I've got to hand it to the animal-rights fringe -- they sure know how to hurt their own cause.
The incident that prompts this observation is a letter to the editor a member of that fringe recently sent to the newspaper chain where I work. The woman, a Springfield, Iowa, resident, wrote to express her gratitude that county officials there had stopped killing Canada geese as they were allowed to under a federal permit, and then had the gall to compare the culling to the Holocaust.
It's hard to imagine a more audacious comparison. The Holocaust, for those who have forgotten, involved the deliberate, cold-blooded murder of 6 million people because of their ethnicity. Another 6 million were killed because of their political views, their sexual orientation, trade affiliations and their religious practices.
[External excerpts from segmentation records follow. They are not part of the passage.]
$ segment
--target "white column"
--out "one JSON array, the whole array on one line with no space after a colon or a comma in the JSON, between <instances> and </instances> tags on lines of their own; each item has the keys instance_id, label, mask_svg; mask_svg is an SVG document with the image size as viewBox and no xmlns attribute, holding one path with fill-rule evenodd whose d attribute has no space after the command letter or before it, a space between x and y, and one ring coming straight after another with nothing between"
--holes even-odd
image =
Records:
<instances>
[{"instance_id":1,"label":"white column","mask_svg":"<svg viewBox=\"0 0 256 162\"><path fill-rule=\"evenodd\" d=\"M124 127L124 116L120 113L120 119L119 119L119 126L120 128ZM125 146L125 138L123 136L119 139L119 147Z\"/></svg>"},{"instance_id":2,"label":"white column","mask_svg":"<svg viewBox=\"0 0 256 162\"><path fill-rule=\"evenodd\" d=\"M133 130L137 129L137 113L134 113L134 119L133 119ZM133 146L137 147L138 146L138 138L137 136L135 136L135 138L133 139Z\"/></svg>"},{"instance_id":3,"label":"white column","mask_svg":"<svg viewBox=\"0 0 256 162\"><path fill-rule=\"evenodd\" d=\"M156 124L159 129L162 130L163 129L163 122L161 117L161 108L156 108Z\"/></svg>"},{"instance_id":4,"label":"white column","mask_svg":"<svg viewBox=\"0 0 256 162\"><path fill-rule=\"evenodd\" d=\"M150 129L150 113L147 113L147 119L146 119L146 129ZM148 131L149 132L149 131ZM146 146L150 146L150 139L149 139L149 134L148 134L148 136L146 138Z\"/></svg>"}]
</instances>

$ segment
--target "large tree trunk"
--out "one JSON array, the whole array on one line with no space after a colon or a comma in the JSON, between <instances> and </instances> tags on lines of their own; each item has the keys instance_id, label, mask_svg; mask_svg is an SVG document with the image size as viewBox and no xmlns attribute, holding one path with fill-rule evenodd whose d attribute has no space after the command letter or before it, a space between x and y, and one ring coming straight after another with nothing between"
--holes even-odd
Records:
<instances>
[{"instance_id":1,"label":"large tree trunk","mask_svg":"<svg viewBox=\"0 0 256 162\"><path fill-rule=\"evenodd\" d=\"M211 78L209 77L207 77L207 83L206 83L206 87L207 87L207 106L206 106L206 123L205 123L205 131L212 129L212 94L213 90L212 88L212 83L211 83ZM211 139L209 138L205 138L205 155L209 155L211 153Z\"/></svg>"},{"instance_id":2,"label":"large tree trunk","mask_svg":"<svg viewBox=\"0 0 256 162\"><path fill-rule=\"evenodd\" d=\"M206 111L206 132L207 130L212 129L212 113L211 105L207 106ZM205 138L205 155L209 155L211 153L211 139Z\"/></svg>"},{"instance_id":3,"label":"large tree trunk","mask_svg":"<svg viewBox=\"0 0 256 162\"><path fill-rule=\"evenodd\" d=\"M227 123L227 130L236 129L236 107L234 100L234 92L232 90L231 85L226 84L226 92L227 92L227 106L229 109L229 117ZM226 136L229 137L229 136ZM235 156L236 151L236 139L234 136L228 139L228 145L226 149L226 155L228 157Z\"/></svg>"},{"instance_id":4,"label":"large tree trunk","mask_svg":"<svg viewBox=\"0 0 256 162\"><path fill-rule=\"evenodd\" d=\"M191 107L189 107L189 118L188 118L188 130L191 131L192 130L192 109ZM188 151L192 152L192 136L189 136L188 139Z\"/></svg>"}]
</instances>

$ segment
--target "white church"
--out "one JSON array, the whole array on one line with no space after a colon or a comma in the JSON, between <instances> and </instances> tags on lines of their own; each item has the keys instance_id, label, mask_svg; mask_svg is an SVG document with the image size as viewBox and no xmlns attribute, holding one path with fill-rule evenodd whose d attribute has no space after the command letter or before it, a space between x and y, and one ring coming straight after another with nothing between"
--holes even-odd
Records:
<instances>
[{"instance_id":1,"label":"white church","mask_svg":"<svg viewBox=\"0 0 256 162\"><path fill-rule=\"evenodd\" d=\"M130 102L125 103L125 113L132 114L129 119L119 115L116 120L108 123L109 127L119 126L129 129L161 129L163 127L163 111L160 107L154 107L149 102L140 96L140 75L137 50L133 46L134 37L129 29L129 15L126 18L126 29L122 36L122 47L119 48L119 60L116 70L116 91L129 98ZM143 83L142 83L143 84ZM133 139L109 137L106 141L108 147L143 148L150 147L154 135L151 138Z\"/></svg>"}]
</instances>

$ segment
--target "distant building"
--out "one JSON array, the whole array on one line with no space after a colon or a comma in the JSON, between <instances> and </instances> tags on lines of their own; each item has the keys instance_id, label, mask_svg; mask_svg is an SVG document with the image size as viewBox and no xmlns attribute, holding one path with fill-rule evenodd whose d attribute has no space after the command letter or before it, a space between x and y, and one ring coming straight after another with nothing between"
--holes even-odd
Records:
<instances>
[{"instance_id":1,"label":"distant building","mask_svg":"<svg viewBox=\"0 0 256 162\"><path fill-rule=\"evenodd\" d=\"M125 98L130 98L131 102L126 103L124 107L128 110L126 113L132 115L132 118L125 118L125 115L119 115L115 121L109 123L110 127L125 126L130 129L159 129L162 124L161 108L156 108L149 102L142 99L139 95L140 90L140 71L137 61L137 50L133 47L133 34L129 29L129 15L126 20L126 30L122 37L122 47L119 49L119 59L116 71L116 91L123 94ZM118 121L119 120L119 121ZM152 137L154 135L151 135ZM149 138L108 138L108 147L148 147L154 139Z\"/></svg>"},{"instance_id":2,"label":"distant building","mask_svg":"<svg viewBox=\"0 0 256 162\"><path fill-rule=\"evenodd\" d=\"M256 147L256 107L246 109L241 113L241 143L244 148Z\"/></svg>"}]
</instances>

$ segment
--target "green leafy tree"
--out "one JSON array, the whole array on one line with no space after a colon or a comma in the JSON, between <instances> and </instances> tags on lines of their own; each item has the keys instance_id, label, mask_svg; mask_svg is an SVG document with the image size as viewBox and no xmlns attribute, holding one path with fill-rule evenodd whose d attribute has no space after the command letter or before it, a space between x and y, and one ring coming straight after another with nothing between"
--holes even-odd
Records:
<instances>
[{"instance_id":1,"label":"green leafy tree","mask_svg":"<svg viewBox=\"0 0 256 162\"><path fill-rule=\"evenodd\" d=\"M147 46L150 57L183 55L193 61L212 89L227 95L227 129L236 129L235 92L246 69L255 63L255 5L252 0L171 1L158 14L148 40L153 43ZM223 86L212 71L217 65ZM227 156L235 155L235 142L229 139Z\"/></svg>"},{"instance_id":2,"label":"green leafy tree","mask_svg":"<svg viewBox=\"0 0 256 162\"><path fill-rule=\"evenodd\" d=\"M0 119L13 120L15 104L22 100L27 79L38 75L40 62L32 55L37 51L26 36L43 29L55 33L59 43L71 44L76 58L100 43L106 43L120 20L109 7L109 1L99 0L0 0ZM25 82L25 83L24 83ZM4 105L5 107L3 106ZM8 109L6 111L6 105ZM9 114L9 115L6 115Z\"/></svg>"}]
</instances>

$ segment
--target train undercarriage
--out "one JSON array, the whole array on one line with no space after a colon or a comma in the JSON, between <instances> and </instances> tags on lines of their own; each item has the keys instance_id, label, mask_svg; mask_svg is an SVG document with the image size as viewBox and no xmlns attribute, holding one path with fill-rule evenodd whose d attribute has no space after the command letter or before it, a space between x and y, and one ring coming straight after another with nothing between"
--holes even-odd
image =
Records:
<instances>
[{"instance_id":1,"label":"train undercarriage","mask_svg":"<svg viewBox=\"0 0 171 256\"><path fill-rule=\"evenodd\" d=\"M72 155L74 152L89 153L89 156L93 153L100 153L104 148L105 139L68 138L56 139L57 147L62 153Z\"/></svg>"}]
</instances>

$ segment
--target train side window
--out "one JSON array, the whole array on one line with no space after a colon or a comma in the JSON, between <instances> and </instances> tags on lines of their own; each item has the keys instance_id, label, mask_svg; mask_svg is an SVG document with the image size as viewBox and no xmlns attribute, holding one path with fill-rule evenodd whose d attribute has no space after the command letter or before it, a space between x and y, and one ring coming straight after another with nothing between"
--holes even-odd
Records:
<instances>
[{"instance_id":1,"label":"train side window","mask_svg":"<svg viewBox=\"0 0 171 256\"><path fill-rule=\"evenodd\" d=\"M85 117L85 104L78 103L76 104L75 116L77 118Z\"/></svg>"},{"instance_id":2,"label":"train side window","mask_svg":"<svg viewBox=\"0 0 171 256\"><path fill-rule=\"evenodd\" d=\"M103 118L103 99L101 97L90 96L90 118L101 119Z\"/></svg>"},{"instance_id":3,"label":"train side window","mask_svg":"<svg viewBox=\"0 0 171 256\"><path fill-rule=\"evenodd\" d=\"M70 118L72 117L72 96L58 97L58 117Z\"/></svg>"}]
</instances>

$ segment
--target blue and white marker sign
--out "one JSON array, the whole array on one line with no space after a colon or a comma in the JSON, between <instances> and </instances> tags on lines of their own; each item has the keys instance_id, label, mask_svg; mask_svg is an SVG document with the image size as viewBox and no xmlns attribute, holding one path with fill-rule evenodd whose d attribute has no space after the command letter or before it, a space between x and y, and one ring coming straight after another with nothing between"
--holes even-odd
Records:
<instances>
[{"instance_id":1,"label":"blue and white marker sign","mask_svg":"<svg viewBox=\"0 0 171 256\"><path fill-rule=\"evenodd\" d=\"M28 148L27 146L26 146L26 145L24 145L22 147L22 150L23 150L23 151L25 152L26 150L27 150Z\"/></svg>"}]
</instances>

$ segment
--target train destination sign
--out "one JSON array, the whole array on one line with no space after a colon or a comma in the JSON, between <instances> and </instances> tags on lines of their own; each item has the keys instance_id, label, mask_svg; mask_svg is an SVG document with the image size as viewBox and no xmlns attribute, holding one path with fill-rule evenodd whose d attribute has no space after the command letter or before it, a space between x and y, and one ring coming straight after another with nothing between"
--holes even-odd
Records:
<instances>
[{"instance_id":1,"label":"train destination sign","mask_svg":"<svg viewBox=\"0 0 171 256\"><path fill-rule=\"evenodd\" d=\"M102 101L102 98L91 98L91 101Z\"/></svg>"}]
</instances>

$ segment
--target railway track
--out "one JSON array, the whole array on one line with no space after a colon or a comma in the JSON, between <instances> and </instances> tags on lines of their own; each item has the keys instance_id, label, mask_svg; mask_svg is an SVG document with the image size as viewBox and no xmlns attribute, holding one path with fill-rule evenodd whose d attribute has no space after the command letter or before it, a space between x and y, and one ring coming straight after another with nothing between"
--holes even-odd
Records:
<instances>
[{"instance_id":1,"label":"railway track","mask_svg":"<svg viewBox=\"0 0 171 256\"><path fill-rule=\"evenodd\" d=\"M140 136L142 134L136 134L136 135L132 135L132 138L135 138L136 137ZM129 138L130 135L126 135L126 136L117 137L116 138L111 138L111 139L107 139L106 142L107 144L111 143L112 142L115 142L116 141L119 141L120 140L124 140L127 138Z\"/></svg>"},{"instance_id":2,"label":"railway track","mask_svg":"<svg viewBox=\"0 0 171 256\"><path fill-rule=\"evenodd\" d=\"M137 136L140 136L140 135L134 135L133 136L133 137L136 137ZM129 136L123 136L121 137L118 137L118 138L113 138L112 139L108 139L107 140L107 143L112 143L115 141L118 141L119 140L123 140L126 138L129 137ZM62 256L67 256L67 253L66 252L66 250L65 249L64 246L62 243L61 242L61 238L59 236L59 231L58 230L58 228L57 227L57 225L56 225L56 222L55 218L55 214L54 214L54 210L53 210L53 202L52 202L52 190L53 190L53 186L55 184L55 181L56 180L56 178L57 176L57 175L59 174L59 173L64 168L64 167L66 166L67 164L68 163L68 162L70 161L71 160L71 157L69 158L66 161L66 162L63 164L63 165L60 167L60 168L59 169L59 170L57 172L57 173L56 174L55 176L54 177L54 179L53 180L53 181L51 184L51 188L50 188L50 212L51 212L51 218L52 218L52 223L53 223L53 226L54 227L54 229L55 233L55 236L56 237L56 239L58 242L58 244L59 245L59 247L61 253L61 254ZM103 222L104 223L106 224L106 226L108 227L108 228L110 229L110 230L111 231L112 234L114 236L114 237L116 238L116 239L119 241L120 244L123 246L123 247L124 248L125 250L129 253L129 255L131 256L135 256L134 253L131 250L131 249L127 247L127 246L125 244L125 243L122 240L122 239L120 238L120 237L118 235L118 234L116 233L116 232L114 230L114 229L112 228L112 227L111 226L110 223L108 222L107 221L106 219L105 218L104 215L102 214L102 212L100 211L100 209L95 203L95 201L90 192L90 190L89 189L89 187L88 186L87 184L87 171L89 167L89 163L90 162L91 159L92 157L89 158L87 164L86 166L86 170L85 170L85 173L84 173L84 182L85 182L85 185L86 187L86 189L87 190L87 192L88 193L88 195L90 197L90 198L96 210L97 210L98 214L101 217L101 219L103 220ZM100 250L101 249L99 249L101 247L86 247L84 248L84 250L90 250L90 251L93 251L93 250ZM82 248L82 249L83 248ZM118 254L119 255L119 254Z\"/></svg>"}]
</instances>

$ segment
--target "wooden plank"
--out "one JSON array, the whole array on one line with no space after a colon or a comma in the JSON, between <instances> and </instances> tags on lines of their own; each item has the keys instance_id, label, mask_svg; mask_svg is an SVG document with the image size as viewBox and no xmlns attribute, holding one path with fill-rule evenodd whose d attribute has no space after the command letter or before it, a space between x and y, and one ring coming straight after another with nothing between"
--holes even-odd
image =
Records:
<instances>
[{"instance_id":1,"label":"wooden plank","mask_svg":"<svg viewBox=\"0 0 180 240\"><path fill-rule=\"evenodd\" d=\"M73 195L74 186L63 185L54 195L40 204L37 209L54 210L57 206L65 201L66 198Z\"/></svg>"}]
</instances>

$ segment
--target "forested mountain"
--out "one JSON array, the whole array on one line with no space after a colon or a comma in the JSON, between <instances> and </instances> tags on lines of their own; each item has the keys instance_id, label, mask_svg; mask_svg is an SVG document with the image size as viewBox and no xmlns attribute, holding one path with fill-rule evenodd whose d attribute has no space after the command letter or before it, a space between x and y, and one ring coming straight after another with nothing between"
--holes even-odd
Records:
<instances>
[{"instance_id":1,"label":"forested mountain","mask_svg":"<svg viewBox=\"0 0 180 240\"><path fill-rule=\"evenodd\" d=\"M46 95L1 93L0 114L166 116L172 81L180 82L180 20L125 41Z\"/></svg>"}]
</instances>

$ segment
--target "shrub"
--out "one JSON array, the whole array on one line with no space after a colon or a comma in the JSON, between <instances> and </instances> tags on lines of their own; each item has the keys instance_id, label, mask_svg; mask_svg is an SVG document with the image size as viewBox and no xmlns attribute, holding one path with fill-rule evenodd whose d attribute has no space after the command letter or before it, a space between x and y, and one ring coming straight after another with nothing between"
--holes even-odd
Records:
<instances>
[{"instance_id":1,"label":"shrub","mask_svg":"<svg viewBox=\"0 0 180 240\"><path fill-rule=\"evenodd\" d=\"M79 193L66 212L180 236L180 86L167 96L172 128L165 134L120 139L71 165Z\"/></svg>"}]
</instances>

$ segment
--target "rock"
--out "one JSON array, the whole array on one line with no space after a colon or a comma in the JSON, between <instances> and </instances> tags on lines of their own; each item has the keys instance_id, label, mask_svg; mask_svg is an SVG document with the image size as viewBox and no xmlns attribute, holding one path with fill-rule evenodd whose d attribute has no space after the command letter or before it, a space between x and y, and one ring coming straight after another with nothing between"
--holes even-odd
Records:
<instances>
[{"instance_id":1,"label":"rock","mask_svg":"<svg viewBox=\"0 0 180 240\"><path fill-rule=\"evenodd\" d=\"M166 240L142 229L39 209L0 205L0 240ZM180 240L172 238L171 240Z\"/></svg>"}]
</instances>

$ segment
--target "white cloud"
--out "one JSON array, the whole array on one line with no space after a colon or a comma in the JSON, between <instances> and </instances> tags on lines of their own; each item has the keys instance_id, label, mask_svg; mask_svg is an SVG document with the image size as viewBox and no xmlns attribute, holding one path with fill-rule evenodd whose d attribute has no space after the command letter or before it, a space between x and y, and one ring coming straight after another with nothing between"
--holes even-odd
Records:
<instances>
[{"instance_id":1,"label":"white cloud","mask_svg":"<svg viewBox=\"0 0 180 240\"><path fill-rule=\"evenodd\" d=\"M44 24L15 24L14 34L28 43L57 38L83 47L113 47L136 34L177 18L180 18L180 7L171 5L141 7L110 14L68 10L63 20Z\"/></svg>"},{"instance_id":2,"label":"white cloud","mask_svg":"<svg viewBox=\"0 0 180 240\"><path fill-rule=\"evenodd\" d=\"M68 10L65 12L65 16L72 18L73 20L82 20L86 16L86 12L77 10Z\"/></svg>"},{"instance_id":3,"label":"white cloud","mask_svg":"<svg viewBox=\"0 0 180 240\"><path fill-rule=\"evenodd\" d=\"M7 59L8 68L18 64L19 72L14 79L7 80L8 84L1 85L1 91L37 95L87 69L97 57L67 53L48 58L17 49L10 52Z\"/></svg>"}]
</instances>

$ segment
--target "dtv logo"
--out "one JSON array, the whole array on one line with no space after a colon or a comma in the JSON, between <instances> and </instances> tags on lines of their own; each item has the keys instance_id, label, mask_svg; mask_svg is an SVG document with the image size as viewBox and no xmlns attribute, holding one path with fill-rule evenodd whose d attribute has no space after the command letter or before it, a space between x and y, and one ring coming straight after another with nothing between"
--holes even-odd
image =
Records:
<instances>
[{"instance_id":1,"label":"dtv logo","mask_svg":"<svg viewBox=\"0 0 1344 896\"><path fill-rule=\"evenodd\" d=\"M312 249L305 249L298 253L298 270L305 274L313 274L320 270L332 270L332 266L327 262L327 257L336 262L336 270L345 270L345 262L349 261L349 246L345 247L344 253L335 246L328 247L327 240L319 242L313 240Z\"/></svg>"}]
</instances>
Please note that the victims were people, and not animals. There is a difference, and it's a very real one.
For starters, the intelligence of the average human is much higher than that of animals, particularly animals like geese, whose brains aren't even the size of a walnut.
That intelligence in turn gives rise to a number of other differences: We can sift through experiences and things we have learned from other people, and imagine possible outcomes.
Because we also feel, we can invest powerful emotions like fear and love into our past, our present and what we imagine the future will bring.
That imagination also allows us to anthropomorphize animals. Because dogs live in a pack hierarchy similar to our own family structure, we imagine that our dogs love us when they recognize us as top dog and fit into their adopted pack. Because cats are solitary animals, we complain that they're aloof, capricious and unfeeling.
And because geese look cute and feathery, we imagine they must feel terror as they are silently and painlessly put down.
With all due respect to this woman and others who oppose killing Canada geese and other suburban wildlife, it's hard to imagine a more inappropriate or offensive way to describe the culling than comparing them to Holocaust as she did.
I highly recommend that she and others who think the Holocaust is an excellent metaphor for killing geese actually do some reading about the Holocaust and learn about the experiences of people who survived it.
The first book I would recommend is Elie Wiesel's "Night." It's blunt and forceful, and it explains quite clearly what it meant to be pushed into a crowded rail car and rushed off to Auschwitz as part of Hitler's final solution of genocide.
I'd also recommend checking Art Spiegelman's Pulitzer-winning graphic novel "Maus." Spiegelman uses visual metaphors for his father's experiences - Jews as mice, Nazis as cats and civilians as pigs -- but the visuals and anguish are unforgettable.
If books aren't your thing and you prefer a nice visual, check out a film like the documentary "Night and Holocaust," available with English subtitles; or one of the more recent Hollywood accounts of the Holocaust, like "The Pianist" or "Schindler's List."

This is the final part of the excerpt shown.